Heat warnings remain posted across B.C. and Alberta, large parts of Saskatchewan, the Northwest Territories and a section of Yukon as the weather office forecasts temperatures reaching 40 C in some areas.
Sixty heat records fell on Sunday in B.C., including in the Village of Lytton, where temperatures reached 46.6 C — breaking the all-time Canadian high of 45 C set in Saskatchewan in 1937.
Environment Canada warns that the “prolonged, dangerous and historic heat wave” could ease as early as Tuesday on B.C.’s South Coast and in Yukon but won’t relent until mid-week or early next week elsewhere.
CBC meteorologist Johanna Wagstaffe says that record is expected to be shattered again Monday, possibly in Abbotsford, B.C.
“This is absolutely connected to climate change,” she said. “First of all, our baseline has shifted.

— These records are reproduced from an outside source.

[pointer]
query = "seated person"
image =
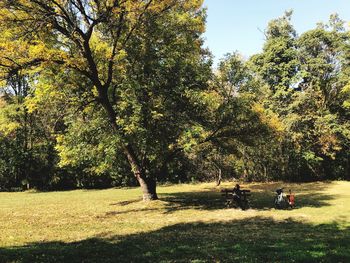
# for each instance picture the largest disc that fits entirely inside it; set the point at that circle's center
(237, 195)
(291, 199)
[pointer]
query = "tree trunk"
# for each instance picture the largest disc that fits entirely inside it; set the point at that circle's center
(148, 184)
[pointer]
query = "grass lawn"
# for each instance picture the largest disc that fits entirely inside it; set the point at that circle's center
(188, 224)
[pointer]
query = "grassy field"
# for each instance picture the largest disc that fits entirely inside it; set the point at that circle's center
(188, 224)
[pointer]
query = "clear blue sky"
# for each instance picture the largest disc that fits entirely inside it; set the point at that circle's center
(234, 24)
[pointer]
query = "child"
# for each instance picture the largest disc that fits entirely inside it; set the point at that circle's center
(291, 199)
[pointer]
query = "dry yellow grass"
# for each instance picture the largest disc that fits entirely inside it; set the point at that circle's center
(114, 224)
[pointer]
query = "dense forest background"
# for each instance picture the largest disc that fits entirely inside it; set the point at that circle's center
(282, 114)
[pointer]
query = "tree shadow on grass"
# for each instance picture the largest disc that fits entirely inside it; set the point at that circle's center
(256, 239)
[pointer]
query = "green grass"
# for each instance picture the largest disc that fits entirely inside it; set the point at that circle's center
(188, 224)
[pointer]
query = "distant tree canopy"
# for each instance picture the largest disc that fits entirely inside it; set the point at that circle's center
(111, 93)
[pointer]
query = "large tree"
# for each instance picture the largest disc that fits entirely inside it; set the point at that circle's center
(140, 61)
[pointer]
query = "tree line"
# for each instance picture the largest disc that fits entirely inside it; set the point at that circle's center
(97, 94)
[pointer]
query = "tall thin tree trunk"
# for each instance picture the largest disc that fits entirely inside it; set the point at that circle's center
(148, 184)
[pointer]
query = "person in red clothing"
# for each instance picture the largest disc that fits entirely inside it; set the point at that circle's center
(291, 199)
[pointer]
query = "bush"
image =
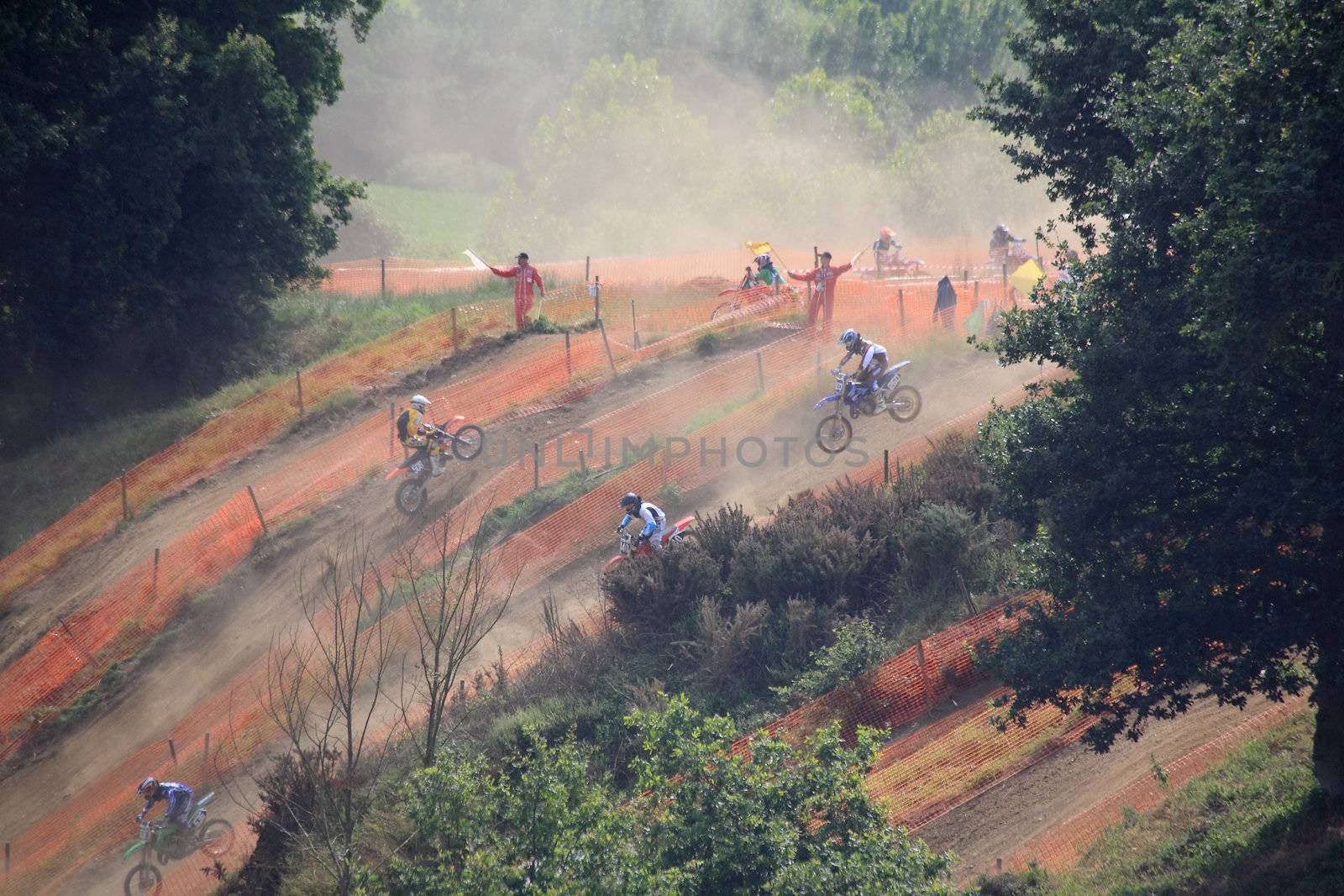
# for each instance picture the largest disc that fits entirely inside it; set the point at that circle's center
(858, 647)
(725, 642)
(936, 548)
(799, 555)
(953, 473)
(722, 532)
(659, 594)
(1032, 882)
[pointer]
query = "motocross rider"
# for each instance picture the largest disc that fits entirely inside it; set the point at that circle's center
(413, 429)
(655, 521)
(178, 797)
(873, 360)
(885, 249)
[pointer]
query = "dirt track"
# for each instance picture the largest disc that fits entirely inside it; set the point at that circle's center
(92, 570)
(255, 602)
(999, 821)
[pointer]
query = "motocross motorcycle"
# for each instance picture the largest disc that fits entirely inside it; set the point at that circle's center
(465, 443)
(212, 837)
(886, 392)
(629, 546)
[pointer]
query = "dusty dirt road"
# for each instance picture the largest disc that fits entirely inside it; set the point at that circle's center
(999, 821)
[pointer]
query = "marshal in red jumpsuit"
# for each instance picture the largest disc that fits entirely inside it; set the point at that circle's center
(524, 275)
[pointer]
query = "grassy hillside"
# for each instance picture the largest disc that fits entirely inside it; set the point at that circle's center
(428, 223)
(40, 485)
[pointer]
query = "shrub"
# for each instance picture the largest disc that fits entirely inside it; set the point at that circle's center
(658, 594)
(723, 642)
(722, 532)
(936, 548)
(953, 473)
(709, 343)
(799, 555)
(858, 647)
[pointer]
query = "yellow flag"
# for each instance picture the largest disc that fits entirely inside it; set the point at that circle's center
(1026, 277)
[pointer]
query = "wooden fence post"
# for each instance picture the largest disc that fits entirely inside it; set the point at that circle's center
(606, 345)
(924, 673)
(965, 593)
(257, 506)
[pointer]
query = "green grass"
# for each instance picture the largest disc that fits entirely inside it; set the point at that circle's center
(1253, 825)
(429, 223)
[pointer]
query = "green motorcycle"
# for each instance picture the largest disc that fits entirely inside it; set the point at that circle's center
(214, 839)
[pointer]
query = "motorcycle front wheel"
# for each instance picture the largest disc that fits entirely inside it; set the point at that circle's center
(144, 880)
(905, 405)
(468, 441)
(217, 837)
(410, 496)
(833, 434)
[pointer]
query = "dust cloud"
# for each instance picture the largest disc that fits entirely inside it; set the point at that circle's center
(638, 128)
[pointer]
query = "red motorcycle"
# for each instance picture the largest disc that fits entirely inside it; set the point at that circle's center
(629, 546)
(465, 445)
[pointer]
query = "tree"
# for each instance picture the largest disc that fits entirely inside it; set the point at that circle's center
(324, 692)
(1184, 483)
(707, 821)
(452, 609)
(158, 184)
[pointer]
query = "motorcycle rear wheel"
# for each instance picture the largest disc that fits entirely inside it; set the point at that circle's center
(410, 497)
(217, 837)
(905, 405)
(144, 880)
(468, 441)
(833, 434)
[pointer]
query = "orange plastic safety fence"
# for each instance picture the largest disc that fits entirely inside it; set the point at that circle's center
(1063, 846)
(45, 680)
(564, 537)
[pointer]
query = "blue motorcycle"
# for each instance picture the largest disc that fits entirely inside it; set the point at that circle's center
(885, 394)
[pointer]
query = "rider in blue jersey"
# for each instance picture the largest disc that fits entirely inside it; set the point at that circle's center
(655, 521)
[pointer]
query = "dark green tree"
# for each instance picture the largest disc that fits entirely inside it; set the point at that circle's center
(1186, 481)
(158, 183)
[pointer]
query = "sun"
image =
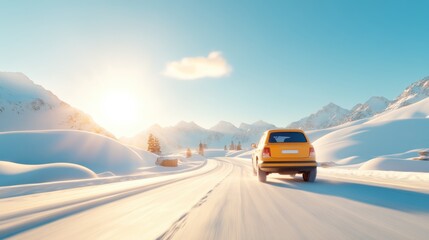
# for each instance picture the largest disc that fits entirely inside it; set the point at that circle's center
(119, 111)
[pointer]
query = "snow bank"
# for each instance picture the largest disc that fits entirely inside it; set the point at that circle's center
(14, 173)
(393, 164)
(95, 152)
(361, 143)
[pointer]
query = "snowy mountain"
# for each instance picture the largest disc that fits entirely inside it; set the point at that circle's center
(412, 94)
(370, 108)
(330, 115)
(390, 136)
(189, 135)
(225, 127)
(333, 115)
(27, 106)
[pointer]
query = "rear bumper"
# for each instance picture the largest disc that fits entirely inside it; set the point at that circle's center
(287, 167)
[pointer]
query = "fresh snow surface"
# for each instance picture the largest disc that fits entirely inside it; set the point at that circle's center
(394, 132)
(95, 152)
(14, 173)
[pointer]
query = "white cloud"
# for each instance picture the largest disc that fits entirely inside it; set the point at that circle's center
(192, 68)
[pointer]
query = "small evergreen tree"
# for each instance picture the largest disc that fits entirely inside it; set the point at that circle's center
(153, 144)
(201, 149)
(188, 153)
(232, 146)
(239, 146)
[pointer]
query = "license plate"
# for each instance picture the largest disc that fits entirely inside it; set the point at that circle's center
(289, 151)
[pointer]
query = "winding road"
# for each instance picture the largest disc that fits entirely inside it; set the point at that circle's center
(221, 200)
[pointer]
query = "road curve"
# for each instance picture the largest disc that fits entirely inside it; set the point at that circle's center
(289, 208)
(222, 200)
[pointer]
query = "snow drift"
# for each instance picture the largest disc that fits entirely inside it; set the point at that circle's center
(93, 151)
(14, 173)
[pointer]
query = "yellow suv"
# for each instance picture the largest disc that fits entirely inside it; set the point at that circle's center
(284, 151)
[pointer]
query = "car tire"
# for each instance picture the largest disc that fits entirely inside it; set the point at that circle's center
(262, 176)
(310, 176)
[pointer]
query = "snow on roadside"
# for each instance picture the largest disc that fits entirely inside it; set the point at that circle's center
(14, 173)
(93, 151)
(417, 180)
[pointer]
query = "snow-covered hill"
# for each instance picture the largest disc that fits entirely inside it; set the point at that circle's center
(333, 115)
(27, 106)
(190, 135)
(54, 155)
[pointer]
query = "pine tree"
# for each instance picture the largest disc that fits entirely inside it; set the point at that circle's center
(239, 146)
(232, 146)
(201, 149)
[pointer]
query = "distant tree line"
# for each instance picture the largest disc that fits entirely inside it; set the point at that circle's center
(153, 144)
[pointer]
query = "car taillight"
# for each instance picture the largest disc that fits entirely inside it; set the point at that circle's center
(266, 152)
(312, 153)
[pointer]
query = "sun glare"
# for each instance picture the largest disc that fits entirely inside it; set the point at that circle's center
(119, 111)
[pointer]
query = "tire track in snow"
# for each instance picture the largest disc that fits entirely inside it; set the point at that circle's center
(169, 234)
(15, 223)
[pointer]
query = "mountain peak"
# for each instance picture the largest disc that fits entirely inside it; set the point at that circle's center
(330, 115)
(187, 125)
(412, 94)
(224, 127)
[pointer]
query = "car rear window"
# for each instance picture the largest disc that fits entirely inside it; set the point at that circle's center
(282, 137)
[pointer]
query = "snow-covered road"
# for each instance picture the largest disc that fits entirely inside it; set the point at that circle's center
(222, 200)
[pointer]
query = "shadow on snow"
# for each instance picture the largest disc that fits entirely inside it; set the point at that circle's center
(397, 199)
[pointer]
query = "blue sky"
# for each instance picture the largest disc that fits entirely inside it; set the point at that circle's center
(287, 59)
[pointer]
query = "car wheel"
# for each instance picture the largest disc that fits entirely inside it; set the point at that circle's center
(262, 176)
(310, 176)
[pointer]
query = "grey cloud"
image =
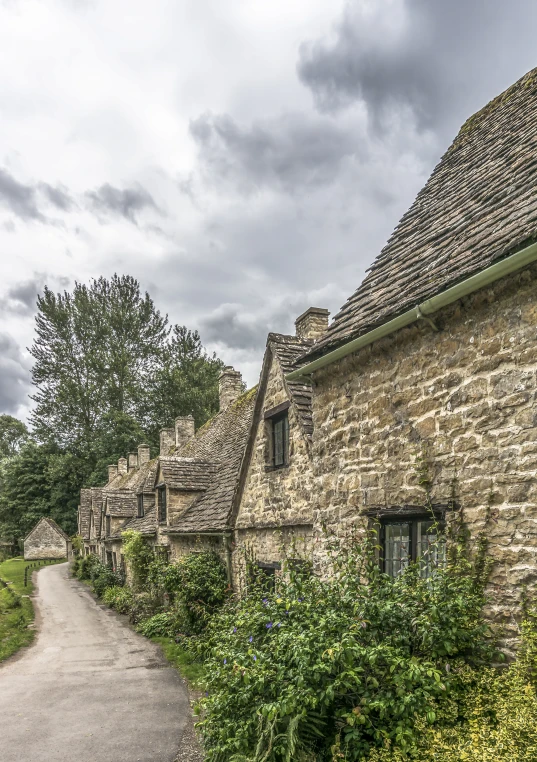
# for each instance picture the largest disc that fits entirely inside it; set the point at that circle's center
(290, 152)
(21, 298)
(441, 60)
(127, 203)
(18, 198)
(14, 376)
(58, 196)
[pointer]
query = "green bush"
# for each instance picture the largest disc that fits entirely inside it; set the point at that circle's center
(161, 625)
(118, 598)
(339, 666)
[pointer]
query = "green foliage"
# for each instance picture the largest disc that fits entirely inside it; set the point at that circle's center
(13, 434)
(138, 555)
(118, 598)
(349, 662)
(196, 586)
(159, 625)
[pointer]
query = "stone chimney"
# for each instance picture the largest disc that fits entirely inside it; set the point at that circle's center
(312, 324)
(144, 454)
(230, 386)
(185, 429)
(167, 441)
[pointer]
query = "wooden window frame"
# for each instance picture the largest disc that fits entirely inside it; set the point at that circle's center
(412, 521)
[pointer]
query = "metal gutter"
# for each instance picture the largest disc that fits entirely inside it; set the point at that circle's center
(481, 279)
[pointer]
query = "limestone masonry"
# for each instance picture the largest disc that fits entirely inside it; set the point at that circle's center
(433, 424)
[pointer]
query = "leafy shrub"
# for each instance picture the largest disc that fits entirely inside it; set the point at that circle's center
(103, 576)
(118, 598)
(143, 606)
(320, 668)
(495, 719)
(161, 625)
(139, 556)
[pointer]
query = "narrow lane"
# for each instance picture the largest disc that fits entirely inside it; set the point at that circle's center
(88, 689)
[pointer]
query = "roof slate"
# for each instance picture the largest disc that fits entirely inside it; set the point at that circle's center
(222, 442)
(187, 474)
(478, 206)
(146, 525)
(121, 502)
(288, 349)
(85, 508)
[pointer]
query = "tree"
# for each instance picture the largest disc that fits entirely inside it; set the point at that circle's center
(13, 434)
(96, 350)
(185, 383)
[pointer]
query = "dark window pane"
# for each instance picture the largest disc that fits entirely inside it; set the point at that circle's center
(396, 548)
(278, 443)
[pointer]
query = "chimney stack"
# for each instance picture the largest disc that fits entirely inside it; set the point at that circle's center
(167, 441)
(230, 386)
(185, 429)
(312, 324)
(144, 455)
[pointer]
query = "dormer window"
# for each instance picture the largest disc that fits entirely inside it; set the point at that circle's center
(277, 421)
(161, 504)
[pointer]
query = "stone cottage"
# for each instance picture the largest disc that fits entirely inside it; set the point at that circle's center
(275, 509)
(430, 368)
(46, 541)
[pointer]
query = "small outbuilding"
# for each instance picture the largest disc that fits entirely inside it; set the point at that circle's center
(46, 540)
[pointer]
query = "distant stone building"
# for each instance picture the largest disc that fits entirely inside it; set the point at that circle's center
(47, 540)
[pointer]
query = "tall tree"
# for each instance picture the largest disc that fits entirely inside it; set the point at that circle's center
(95, 351)
(185, 383)
(13, 434)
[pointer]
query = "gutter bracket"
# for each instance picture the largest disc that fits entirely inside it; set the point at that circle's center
(430, 321)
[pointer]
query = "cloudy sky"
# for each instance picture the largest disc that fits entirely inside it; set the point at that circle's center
(243, 159)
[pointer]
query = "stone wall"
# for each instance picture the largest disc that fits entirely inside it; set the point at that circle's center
(274, 498)
(466, 397)
(44, 542)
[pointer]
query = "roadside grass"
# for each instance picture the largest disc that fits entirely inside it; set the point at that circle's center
(192, 671)
(16, 610)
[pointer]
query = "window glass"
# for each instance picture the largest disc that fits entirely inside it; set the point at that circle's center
(280, 440)
(397, 548)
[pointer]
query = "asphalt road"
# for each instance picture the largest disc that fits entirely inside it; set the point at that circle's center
(88, 689)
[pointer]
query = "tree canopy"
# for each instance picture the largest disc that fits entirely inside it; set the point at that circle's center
(109, 372)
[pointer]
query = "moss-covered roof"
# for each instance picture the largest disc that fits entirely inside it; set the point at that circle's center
(478, 206)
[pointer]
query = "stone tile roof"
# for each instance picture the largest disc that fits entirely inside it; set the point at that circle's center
(288, 349)
(85, 508)
(479, 205)
(121, 502)
(187, 474)
(222, 442)
(97, 504)
(146, 525)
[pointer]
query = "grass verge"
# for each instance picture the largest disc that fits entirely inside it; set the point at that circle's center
(192, 671)
(16, 610)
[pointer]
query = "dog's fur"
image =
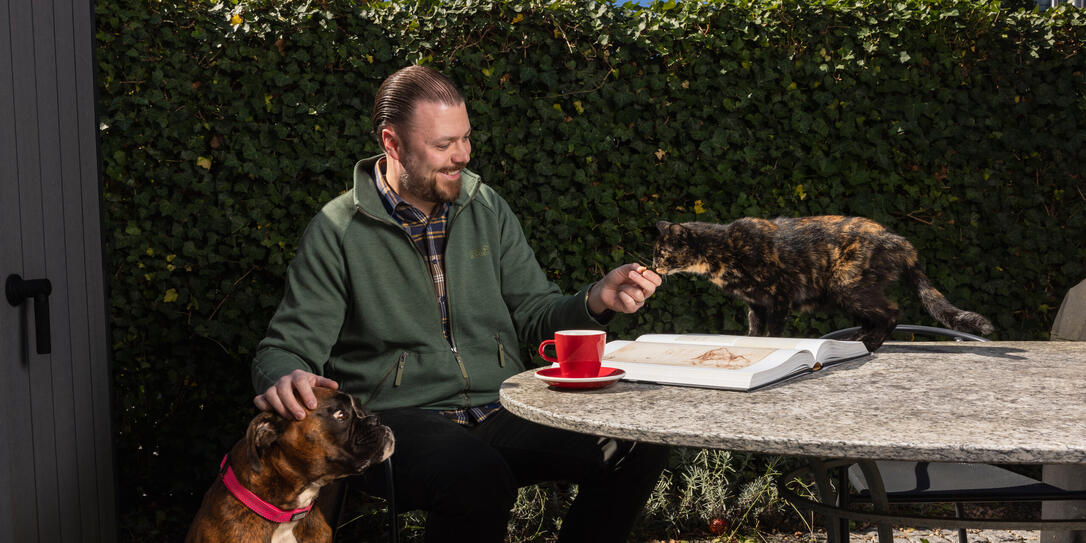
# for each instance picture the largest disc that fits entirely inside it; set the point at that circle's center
(286, 463)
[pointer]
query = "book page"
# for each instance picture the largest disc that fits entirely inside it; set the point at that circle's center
(709, 356)
(824, 351)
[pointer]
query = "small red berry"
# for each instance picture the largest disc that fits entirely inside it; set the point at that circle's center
(719, 526)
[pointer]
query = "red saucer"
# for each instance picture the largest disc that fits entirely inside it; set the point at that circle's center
(553, 377)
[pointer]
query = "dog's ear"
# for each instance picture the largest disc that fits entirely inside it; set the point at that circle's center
(263, 431)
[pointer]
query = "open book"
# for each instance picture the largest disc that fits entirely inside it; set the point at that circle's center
(723, 362)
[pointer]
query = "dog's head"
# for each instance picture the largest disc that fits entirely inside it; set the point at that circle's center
(335, 440)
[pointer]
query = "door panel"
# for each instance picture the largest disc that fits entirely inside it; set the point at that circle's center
(57, 480)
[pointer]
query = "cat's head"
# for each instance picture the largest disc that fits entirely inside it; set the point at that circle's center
(676, 249)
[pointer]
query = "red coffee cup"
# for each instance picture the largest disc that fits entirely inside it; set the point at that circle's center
(579, 352)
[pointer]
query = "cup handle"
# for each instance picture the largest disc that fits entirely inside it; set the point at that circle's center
(542, 346)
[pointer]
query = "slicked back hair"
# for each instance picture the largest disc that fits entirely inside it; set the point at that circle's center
(403, 90)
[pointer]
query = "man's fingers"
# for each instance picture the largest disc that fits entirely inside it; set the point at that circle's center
(305, 394)
(286, 390)
(272, 398)
(326, 382)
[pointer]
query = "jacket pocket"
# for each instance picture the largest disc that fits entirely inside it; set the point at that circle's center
(400, 369)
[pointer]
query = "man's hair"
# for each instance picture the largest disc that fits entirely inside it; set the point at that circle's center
(399, 95)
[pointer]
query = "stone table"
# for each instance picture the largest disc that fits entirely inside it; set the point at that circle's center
(971, 402)
(994, 402)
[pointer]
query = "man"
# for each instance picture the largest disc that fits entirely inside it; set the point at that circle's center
(415, 291)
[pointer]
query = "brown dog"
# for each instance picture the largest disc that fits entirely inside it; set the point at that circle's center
(273, 476)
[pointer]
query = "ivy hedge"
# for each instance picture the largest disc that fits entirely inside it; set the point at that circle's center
(960, 125)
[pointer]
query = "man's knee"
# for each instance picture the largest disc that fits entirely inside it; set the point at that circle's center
(475, 487)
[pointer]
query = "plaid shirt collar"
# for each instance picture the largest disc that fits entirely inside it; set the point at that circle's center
(400, 209)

Our new normals are already one to three degrees warmer across the province, even up to four or five degrees warmer through the north.”
Wagstaffe says moving forward, British Columbia is forecast to experience more extreme heat earlier on in the summer, as well as more days with temperatures above 30 C.
“While you can’t take one event and say it’s directly connected to climate change, this is consistent with what climate change will continue to do to our province.”
Alberta is set to be the country’s hot spot on Tuesday, with temperatures in the high 30s, and more all-time provincial records are expected to be broken before temperatures come down Friday, Wagstaffe says.
Those living in the areas affected by the heat wave are being advised to take certain precautions to avoid heat-related illnesses, which can sometimes be life-threatening.
Here are some tips to stay safe in extreme heat:
- Avoid the direct sun as much as possible.
- Plan to spend time in a cool, or air-conditioned place, such as a library, a mall or even a movie theatre if you can.
- Drink a lot of water, even before you feel thirsty.
- Avoid strenuous activity and exercise.
- Avoid sunburn and wear sunscreen with SPF 30 or higher on exposed skin and an SPF 30 lip balm.
- Wear lightweight, light-coloured, loose-fitting clothing and a wide-brimmed hat, or use an umbrella for shade.
In B.C., municipalities and districts have opened cooling centres at public libraries and community centres for those who don’t have air conditioning.
Forecasters say humid conditions could make it feel close to 50 C in B.C.’s Fraser Valley, and area raspberry growers say any cooling by Tuesday may come too late for their heat-ravaged crops — with one farm posting on social media that its season is likely over before a single berry has been picked.
Flood watches are in place across B.C. for the extreme snow melt that is happening on mountain tops due to the high temperatures.
School districts across the province have cancelled classes for the day rather than hold them in classrooms without air conditioning, and the Fraser Health Authority says it is temporarily juggling appointments and relocating several COVID-19 vaccination clinics to reduce the chance of heat-related illnesses.
“All individuals with appointments at affected immunization clinics will be notified to proceed to alternate clinics and all appointments will be honoured,” the health authority said in a statement released Saturday.
More information was expected to be released by the end of the day on Monday regarding any extension of the temporary measures, Fraser Health said.